Pakistani politician

Faraz Dero (فراز ڏيرو) is a Pakistani politician who was the Provincial Minister of Sindh for Auqaf, Religious Affairs, and Zakat and Ushr from September 2018 to August 2023. He was a member of the Provincial Assembly of Sindh from August 2018 to August 2023 and a member of the Provincial Assembly of Sindh from May 2013 to May 2018.

==Early life and education ==
He was born on 2 April 1980 in Tando Adam Khan.

He attended Lawrence College, Ghora Gali.

==Political career==

He was elected to the Provincial Assembly of Sindh as a candidate of Pakistan Peoples Party (PPP) from Constituency PS-82 (Sanghar-V) in the 2013 Pakistani general election.

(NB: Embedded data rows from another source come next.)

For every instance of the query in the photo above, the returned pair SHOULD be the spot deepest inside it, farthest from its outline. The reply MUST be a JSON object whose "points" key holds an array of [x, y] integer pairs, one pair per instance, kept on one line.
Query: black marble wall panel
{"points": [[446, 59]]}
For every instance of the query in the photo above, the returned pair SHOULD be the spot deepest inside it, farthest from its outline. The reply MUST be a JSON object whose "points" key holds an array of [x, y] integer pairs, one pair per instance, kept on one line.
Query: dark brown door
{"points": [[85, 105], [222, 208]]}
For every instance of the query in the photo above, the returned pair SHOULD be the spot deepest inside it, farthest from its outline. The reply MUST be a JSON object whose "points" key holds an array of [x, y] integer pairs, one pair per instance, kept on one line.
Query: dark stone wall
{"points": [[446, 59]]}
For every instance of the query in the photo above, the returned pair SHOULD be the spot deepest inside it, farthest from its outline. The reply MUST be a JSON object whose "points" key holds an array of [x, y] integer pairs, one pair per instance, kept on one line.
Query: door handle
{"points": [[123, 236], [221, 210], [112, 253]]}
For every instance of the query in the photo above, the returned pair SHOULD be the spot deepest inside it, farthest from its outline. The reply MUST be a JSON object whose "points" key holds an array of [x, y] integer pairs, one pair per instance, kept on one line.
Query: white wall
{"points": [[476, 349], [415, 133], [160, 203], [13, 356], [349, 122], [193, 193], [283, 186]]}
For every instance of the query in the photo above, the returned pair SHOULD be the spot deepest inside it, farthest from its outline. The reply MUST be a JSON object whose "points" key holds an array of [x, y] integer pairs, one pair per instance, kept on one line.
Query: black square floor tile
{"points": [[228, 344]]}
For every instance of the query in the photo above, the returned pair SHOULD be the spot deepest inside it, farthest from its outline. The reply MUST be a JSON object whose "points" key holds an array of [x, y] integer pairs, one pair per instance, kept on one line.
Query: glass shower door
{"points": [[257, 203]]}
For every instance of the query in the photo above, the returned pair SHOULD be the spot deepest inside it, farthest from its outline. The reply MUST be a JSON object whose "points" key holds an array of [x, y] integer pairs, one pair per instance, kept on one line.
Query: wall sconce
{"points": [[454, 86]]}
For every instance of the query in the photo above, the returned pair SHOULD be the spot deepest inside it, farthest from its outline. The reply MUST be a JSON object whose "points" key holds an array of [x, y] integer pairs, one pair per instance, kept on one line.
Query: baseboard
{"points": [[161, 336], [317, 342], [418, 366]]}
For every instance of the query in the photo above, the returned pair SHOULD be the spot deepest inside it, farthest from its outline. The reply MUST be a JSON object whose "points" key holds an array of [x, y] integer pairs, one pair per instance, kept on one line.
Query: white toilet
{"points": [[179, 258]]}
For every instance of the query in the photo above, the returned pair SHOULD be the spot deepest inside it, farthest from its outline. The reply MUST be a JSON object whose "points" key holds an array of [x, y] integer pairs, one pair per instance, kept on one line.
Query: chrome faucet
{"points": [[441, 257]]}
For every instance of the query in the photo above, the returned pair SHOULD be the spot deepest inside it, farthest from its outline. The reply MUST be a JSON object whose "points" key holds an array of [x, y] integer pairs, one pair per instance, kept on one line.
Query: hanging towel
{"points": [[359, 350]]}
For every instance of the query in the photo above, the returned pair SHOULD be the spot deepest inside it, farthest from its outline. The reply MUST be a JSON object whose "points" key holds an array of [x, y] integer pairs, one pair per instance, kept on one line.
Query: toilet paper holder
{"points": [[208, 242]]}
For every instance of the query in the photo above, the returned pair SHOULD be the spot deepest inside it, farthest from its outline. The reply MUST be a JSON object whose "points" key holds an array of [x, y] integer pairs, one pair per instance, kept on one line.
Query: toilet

He was re-elected to Provincial Assembly of Sindh as a candidate of PPP from Constituency PS-44 (Sanghar-IV) in the 2018 Pakistani general election.

On 5 September 2018, he was inducted into the provincial Sindh cabinet of Chief Minister Syed Murad Ali Shah and was appointed as Provincial Minister of Sindh for Auqaf with the additional ministerial portfolios of religious affairs, and Zakat and Ushr.